Venezuela: Regierung Chávez nationalisiert immer mehr Latifundien

Von Maxim Graubner, Caracas *

Fast 20000 Hektar Großgrundbesitz hat das venezolanische Agrarinstitut INTI am vergangenen Wochenende von Sicherheitskräften besetzen lassen. Es soll nun an Kleinbauern verteilt werden, so Landwirtschaftsminister Elías Jaua zu Beginn dieser Woche. Die aktuelle Intervention hat besondere Brisanz, da dadurch auch der vor Korruptionsverfahren nach Peru geflüchtete ehemalige Oppositionsführer Manuel Rosales Farmland verliert. Zudem sei laut Medienberichten Gustavo Cisneros, der reichste Mann des Landes, betroffen. Das größte nationalisierte Gebiet im zentral gelegenen Bundesstaat Guárico gehörte demnach zu seinem Imperium.
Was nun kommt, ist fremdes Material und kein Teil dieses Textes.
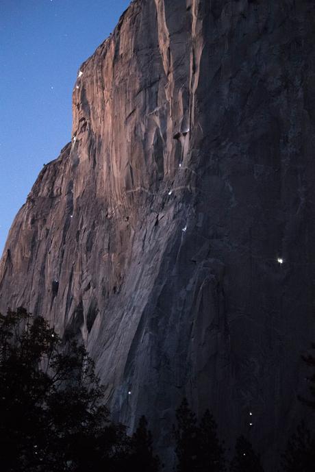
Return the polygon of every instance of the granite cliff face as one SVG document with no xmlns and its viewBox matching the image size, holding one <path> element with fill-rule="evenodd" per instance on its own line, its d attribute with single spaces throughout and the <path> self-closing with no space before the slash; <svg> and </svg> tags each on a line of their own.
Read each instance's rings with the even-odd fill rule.
<svg viewBox="0 0 315 472">
<path fill-rule="evenodd" d="M 115 417 L 147 414 L 164 449 L 184 395 L 270 464 L 301 413 L 314 41 L 307 0 L 132 2 L 11 228 L 1 310 L 81 336 Z"/>
</svg>

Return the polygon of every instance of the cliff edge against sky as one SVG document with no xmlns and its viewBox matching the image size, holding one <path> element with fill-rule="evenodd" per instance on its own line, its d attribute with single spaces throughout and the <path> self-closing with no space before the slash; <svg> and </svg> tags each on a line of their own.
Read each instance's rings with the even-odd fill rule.
<svg viewBox="0 0 315 472">
<path fill-rule="evenodd" d="M 132 2 L 81 65 L 72 142 L 11 228 L 2 311 L 74 331 L 115 417 L 146 414 L 164 449 L 184 395 L 269 464 L 302 414 L 314 14 L 307 0 Z"/>
</svg>

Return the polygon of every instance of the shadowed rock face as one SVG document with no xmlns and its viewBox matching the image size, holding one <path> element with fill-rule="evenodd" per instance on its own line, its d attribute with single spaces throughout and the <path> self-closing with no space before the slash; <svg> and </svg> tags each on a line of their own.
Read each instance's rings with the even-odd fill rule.
<svg viewBox="0 0 315 472">
<path fill-rule="evenodd" d="M 72 142 L 11 228 L 1 310 L 81 336 L 115 417 L 147 414 L 169 458 L 184 395 L 270 464 L 301 414 L 314 32 L 307 0 L 136 0 L 82 64 Z"/>
</svg>

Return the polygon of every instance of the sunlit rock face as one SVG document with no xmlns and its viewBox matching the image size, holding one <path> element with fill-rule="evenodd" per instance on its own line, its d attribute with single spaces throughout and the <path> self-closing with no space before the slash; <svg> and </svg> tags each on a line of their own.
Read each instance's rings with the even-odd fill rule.
<svg viewBox="0 0 315 472">
<path fill-rule="evenodd" d="M 134 1 L 10 232 L 2 310 L 81 337 L 114 416 L 146 414 L 168 466 L 184 395 L 273 467 L 304 411 L 314 23 L 307 0 Z"/>
</svg>

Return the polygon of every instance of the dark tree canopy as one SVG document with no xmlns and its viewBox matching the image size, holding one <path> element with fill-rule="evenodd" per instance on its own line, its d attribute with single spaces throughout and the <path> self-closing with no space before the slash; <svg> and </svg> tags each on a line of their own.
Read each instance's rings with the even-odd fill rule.
<svg viewBox="0 0 315 472">
<path fill-rule="evenodd" d="M 145 419 L 111 422 L 84 347 L 23 308 L 0 314 L 0 417 L 1 472 L 158 470 Z"/>
<path fill-rule="evenodd" d="M 312 351 L 315 351 L 315 343 L 312 343 Z M 305 356 L 302 356 L 302 359 L 305 364 L 312 369 L 310 377 L 307 377 L 307 380 L 309 382 L 310 384 L 310 393 L 312 397 L 310 399 L 307 399 L 299 397 L 299 398 L 305 405 L 315 410 L 315 355 L 312 353 L 312 352 L 309 353 Z"/>
<path fill-rule="evenodd" d="M 177 472 L 223 472 L 225 450 L 217 436 L 217 425 L 209 410 L 198 425 L 184 398 L 176 410 L 174 427 Z"/>
<path fill-rule="evenodd" d="M 315 470 L 315 440 L 304 422 L 288 443 L 282 456 L 283 472 L 314 472 Z"/>
<path fill-rule="evenodd" d="M 240 436 L 236 440 L 234 457 L 230 464 L 230 471 L 264 472 L 260 456 L 244 436 Z"/>
</svg>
José Manuel González, Expräsident des Unternehmerverbandes Fedecamaras, schimpfte am Montag live im Oppositionssender Globovisión, die enteigneten Ländereien seien hochproduktiv gewesen und der Staat sowie Kleinbauern seien nicht in der Lage, die Produktion aufrechtzuerhalten. »Diese Enteignungen sind illegal und ein Angriff auf die Versorgungssouveränität Venezuelas«, schrie er in die Mikrofone und fügte aufgeregt hinzu, die Armee solle sich darum kümmern, anstatt sich an den Vorgängen zu beteiligen. Dies klang wie ein Appell zum Militärputsch. Im Jahr 2002 hatte Fedecamaras-Präsident Pedro Carmona den gescheiterten Staatsstreich gegen Venezuelas Präsident Hugo Chávez angeführt.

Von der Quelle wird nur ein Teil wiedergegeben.